Poems

Poems of the Week – Jeffrey Harrison

THREE POEMS BY JEFFREY HARRISON

Butterflies

The rest-stops along the highway
are repetitions in a dream.
Time feels strange to us. We don’t know
if it’s morning or afternoon.
We drink the rusty water, stretch
our legs, eat at a picnic table,
then return to the blue Plymouth.
It is then that we notice them:
butterflies, flattened on the grille
as if a lepidopterist
had pinned them there. It is
a nice collection: two monarchs,
three small yellow ones, and a black
and yellow swallowtail with two
blue spots. Others are crumpled, torn
(like fragments of an image
inside a kaleidoscope),
or smashed into the radiator.
The car is like a whale that feeds
by sifting shrimp through its baleen
as it cruises on “the whale-road.”
And like a whale it doesn’t think
it shouldn’t kill. It doesn’t think
at all — we do. We think: How
beautiful, this death.

I try to peel one off
and burn my fingers.

* from The Singing Underneath (1988)

Slaughter Cows

A crowd of black faces, almost angry
despite their long eyelashes, moves toward me.
Numbered tags are stapled to their ears,
as if a lottery decides which ones

will die. Their noses glimmer, their nostrils
wide as the eye sockets of human skulls.
Flies land on the swirls of their foreheads
and gather at the dark pools of their eyes

to drink. The globs of dried mud in their tails
clack like wooden beads. Some of them lose
interest in me and start to walk away.
They breathe heavily, feeling, their dewlaps

swaying. I hold out a tuft of grass,
leaning against barbed wire, but they won’t take it.
One climbs another’s back, then falls away.
One drinks another’s piss. They are full

of death. One has my death-age in its ear.

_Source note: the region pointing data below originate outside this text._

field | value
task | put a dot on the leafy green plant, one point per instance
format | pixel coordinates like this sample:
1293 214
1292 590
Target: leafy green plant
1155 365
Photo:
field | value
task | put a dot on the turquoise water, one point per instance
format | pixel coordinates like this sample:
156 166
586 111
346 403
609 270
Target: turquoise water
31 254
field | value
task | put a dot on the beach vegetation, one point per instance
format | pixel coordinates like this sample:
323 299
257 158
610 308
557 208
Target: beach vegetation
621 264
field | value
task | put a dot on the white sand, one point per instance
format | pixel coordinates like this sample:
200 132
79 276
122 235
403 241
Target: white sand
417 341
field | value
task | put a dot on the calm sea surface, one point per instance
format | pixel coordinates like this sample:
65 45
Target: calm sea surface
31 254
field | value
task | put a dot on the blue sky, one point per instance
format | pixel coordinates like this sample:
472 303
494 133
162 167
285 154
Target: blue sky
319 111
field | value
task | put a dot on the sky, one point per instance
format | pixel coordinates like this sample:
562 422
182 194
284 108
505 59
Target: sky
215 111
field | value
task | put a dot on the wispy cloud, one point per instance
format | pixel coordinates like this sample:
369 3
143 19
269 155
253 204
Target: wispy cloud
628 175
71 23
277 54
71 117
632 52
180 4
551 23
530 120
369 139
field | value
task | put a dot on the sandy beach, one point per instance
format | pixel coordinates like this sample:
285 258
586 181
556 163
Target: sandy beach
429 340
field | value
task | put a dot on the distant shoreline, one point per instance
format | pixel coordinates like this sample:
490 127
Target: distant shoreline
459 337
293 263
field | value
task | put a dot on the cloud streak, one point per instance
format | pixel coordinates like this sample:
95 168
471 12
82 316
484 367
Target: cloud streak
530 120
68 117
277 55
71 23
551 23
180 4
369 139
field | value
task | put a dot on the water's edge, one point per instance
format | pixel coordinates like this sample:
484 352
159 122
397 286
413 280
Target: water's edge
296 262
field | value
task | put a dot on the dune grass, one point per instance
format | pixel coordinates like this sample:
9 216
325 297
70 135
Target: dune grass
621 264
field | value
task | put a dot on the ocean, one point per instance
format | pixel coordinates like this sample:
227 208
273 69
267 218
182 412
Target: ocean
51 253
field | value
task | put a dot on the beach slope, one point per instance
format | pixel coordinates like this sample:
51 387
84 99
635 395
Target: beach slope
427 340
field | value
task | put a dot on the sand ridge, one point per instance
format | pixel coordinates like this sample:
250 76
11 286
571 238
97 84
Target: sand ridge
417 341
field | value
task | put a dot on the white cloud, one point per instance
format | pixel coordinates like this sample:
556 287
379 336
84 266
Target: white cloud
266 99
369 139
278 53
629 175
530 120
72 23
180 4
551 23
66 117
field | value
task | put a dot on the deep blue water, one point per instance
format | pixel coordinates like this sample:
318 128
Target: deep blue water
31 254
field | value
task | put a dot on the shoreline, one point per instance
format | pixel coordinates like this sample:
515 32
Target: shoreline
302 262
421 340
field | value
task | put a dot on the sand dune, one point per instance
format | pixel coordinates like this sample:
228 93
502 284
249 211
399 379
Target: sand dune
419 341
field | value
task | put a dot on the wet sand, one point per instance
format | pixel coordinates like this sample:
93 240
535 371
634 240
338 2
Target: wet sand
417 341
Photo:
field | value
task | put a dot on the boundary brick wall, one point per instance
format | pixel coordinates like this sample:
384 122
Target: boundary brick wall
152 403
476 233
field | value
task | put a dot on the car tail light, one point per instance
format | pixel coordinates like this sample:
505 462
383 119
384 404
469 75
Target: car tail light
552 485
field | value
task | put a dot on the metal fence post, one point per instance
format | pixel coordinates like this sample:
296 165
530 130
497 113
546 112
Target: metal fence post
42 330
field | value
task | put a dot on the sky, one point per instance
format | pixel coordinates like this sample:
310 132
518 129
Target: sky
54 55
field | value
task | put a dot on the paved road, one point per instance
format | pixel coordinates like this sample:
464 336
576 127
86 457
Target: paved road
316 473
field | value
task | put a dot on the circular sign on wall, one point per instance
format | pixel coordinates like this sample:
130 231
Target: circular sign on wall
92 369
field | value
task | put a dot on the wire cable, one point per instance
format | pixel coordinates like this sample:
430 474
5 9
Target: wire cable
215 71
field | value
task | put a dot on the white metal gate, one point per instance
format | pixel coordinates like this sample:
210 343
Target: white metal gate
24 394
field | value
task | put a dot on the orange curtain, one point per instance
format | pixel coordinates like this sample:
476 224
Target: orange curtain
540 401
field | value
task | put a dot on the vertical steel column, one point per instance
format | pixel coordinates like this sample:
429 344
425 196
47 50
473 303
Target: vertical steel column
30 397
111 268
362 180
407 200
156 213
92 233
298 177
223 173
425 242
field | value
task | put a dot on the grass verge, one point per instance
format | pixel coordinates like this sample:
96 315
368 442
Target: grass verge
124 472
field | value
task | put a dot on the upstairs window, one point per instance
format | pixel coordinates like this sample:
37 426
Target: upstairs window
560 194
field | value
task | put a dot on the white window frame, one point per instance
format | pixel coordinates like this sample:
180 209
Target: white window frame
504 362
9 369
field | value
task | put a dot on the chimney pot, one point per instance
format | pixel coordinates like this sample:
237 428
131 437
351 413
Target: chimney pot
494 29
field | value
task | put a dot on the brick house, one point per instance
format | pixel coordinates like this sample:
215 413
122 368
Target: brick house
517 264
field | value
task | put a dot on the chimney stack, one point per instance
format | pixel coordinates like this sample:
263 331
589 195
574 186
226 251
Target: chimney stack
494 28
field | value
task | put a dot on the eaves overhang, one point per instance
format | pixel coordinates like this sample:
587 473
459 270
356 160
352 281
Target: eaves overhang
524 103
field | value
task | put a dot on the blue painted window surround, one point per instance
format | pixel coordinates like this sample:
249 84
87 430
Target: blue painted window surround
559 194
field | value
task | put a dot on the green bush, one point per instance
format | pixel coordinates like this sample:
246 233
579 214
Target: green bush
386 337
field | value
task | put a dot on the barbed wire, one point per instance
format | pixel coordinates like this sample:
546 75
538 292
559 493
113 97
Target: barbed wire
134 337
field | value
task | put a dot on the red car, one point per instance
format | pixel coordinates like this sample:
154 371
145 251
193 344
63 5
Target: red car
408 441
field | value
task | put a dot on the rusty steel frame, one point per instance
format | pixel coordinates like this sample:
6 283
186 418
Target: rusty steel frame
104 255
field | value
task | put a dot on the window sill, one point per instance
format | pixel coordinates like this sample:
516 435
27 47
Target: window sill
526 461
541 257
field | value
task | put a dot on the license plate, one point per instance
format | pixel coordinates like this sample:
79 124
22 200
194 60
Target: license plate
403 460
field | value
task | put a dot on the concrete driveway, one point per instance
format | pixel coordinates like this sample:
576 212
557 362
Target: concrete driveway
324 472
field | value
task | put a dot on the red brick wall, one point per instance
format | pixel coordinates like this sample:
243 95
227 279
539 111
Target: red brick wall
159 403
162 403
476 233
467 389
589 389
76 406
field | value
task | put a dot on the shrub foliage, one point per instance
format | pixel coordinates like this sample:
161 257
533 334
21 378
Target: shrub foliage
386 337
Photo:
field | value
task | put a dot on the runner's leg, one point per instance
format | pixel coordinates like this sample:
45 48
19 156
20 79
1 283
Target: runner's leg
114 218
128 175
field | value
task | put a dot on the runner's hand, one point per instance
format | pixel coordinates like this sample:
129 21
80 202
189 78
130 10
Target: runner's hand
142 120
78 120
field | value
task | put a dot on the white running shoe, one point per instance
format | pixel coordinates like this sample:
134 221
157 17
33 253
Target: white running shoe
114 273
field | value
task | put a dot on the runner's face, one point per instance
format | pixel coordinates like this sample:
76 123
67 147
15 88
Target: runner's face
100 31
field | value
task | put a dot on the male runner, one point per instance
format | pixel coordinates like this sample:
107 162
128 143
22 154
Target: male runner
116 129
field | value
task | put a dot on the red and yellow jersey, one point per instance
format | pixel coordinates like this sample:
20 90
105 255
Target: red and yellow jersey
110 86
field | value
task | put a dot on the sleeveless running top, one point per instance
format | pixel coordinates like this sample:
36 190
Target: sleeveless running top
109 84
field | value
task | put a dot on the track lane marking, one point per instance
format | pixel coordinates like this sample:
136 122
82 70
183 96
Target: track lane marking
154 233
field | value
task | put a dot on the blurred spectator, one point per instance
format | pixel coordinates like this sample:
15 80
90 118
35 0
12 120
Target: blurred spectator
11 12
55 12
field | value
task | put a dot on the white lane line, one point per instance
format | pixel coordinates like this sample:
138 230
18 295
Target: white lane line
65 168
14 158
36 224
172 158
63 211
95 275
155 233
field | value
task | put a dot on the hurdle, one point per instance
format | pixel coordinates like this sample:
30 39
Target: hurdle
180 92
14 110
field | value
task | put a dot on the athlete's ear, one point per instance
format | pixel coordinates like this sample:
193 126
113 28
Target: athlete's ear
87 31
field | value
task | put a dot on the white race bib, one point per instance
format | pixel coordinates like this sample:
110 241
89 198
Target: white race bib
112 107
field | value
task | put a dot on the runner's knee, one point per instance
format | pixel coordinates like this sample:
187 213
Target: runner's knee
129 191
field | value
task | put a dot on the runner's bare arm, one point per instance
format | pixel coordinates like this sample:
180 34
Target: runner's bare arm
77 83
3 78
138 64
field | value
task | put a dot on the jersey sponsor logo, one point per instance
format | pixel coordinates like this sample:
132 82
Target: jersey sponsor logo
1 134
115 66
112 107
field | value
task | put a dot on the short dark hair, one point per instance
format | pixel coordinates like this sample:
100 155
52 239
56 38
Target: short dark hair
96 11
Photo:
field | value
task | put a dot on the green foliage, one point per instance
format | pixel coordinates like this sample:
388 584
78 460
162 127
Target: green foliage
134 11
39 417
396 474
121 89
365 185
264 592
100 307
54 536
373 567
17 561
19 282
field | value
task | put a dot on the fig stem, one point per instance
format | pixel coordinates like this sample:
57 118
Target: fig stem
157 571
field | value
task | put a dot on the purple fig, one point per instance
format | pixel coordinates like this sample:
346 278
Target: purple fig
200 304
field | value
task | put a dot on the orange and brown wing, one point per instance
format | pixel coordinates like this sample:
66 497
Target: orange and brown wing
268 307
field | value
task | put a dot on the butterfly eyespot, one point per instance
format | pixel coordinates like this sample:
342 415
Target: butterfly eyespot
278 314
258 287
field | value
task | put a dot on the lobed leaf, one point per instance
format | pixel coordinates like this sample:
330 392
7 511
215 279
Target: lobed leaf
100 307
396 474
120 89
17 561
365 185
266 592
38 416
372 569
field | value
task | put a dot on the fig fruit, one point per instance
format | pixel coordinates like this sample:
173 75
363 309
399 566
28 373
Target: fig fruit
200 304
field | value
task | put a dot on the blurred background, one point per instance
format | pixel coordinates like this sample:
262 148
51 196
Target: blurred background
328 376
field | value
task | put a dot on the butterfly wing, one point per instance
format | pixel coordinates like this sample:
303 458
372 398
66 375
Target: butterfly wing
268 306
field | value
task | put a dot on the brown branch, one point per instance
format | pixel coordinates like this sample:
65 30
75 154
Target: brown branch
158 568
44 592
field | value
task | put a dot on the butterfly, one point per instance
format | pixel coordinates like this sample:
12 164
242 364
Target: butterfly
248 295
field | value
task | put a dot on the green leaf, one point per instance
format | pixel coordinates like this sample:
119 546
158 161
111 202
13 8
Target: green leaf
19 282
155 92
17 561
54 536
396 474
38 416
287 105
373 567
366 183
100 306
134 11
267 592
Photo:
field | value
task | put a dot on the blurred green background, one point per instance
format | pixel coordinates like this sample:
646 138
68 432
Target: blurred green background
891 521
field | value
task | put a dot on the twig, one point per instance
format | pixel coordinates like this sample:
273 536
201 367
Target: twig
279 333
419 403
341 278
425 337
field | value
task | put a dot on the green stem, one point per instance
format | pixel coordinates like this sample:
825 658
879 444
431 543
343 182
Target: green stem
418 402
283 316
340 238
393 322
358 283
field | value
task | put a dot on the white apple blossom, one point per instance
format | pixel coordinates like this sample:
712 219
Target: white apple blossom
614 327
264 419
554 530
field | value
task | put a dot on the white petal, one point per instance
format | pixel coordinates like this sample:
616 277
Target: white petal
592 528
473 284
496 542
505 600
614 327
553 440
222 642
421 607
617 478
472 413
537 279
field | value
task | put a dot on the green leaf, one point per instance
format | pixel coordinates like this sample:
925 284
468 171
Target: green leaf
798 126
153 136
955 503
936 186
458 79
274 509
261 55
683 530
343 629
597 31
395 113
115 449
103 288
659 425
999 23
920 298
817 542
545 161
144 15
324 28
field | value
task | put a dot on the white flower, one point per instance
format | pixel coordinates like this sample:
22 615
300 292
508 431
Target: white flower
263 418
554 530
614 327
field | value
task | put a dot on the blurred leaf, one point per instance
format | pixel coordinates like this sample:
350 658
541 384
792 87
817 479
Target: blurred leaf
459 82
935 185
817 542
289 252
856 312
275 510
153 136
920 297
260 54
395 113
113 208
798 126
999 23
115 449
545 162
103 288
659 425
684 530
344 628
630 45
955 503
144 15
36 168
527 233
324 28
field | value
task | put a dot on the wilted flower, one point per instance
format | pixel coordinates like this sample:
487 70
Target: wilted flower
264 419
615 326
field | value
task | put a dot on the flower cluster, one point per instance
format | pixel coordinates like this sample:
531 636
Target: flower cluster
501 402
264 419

* from The Singing Underneath (1988)

Adirondack Moosehead

The moose that once presided over games
of Monopoly and crazy eights,
that loomed above us, goofy and majestic,
into whose antlers we threw paper planes,
still hangs over the great stone fireplace
like the figurehead of a ship.

All these years he hasn’t flicked an eyelash
in response to anything we’ve done,
and in that way resembles God,
whom, as children, we imagined looking down
but didn’t know how to visualize. A moose
over the alter would have been

as good as anything — better than a cross —
staring down on us with kind dark eyes
that would have seemed, at least, to understand,
his antlers like gigantic upturned hands
ready to lift us off the ground —
or like enormous wings outspread for flight.

* from Signs of Arrival (1996)

* all poems from The Name of Things: New and Selected Poems, The Waywiser Press, 2006.